We live in Central Texas where the humidity generally stays around 50%
or lower, and only rarely jumps up to 65% or higher. I figure worst
case we can get a stand alone dehumidifier if humidity does become a
problem. Will this help?
Just curious on what others think about this. Thanks for any input ...
There's no harm in having an oversize unit for a year until you do the
addition. The bigger question is, did they do a manual J to figure
out what size you needed? 4 tons sounds like a hell of a lot of
capacity for 2100 sq ft. average construction house. Also, they should
have verified that they can get proper ducting to the new area as well,
figured out how it's gonna be done, etc, so that it can be integrated
in. I would have made sure of that, so there are no surprises later on.
Ducting to the garage shouldn't be a problem... the attic is pretty
much open and the duct work from what I can tell can be easily patched
As for the 4 ton for 2100 square feet, it's my understanding that 1 ton
is suggested per 500 square feet, so 4 tons for 2000 square feet. Is
this not correct?
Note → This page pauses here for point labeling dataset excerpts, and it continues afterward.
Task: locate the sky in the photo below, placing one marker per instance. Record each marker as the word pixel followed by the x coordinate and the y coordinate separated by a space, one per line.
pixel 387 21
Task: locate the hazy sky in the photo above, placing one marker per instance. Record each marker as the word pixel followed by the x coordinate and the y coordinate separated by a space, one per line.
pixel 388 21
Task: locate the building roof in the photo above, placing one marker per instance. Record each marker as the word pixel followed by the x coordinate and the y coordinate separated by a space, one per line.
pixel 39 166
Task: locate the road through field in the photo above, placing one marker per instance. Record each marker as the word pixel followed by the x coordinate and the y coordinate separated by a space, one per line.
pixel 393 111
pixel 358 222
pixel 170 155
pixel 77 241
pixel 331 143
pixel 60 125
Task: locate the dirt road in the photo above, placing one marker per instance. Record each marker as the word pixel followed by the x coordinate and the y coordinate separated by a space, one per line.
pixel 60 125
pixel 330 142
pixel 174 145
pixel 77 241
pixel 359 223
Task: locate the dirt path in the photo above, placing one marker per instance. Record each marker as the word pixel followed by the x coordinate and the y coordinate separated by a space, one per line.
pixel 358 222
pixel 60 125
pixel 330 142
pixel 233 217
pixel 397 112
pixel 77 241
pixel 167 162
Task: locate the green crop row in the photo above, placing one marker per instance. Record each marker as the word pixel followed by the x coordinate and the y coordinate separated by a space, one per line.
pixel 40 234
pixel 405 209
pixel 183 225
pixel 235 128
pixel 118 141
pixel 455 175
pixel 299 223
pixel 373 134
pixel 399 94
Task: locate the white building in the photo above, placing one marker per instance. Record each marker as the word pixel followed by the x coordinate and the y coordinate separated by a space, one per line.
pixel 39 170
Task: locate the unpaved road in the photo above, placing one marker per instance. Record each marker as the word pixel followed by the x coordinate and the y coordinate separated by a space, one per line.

We're at 1660sqft now, and the AC is installed and
working. It's blowing more air then I thought, but the intsallers said
once the addition is added that will go away.
This is a perfect example of a really, really bad way to size an A/C. Your
contractor should have done Manual J and Manual D calculations which take into
account things like insulation, windows, building orientation and duct size.
My house is no doubt completely different than yours (built in 1930
with full basement, 2 floors, and full attic), but for the 2,450
square feet we have, our AC is a 3-ton unit, so I agree with Trader4
on the opinion that you may have bought an oversized unit for your
No, 500 ft per ton is bogus. I have a 22 year old 3500 sq ft house,
with vaulted ceilings and only have a 4.5 ton unit. The size of unit
is dependent on many things, besides sq ft, like how well insulated the
house is, number of storeis, how many and type of windows, exposure,
local climate, etc. The way to size a unit is to do a manual J
One ton per 500 sq. ft. is like a stopped clock: it is right twice per day.
There is so much that differs from house to house to change the heat load
other than floor area:
Window type (single pane, double pane, low-E)
Window exposure (direction, overhangs, shade)
The windows are probably where the most variation in the
heat load can occur.
Unfortunately, few AC contractors seem to want to heat load
calculation, but just use that terrible rule-of-thumb.
They don't care about wall or window area or insulation
My last house had 4 tons for under 2000 sf. and it wasn't adequate
(R-11 walls & ceiling, no floor insulation, northern california).
I just got AC installed in this house and none of the contractors
would do any real heat load calculations. This house has R-19
wall, R-30 floors, and R-30+ ceilings. We will see how this works.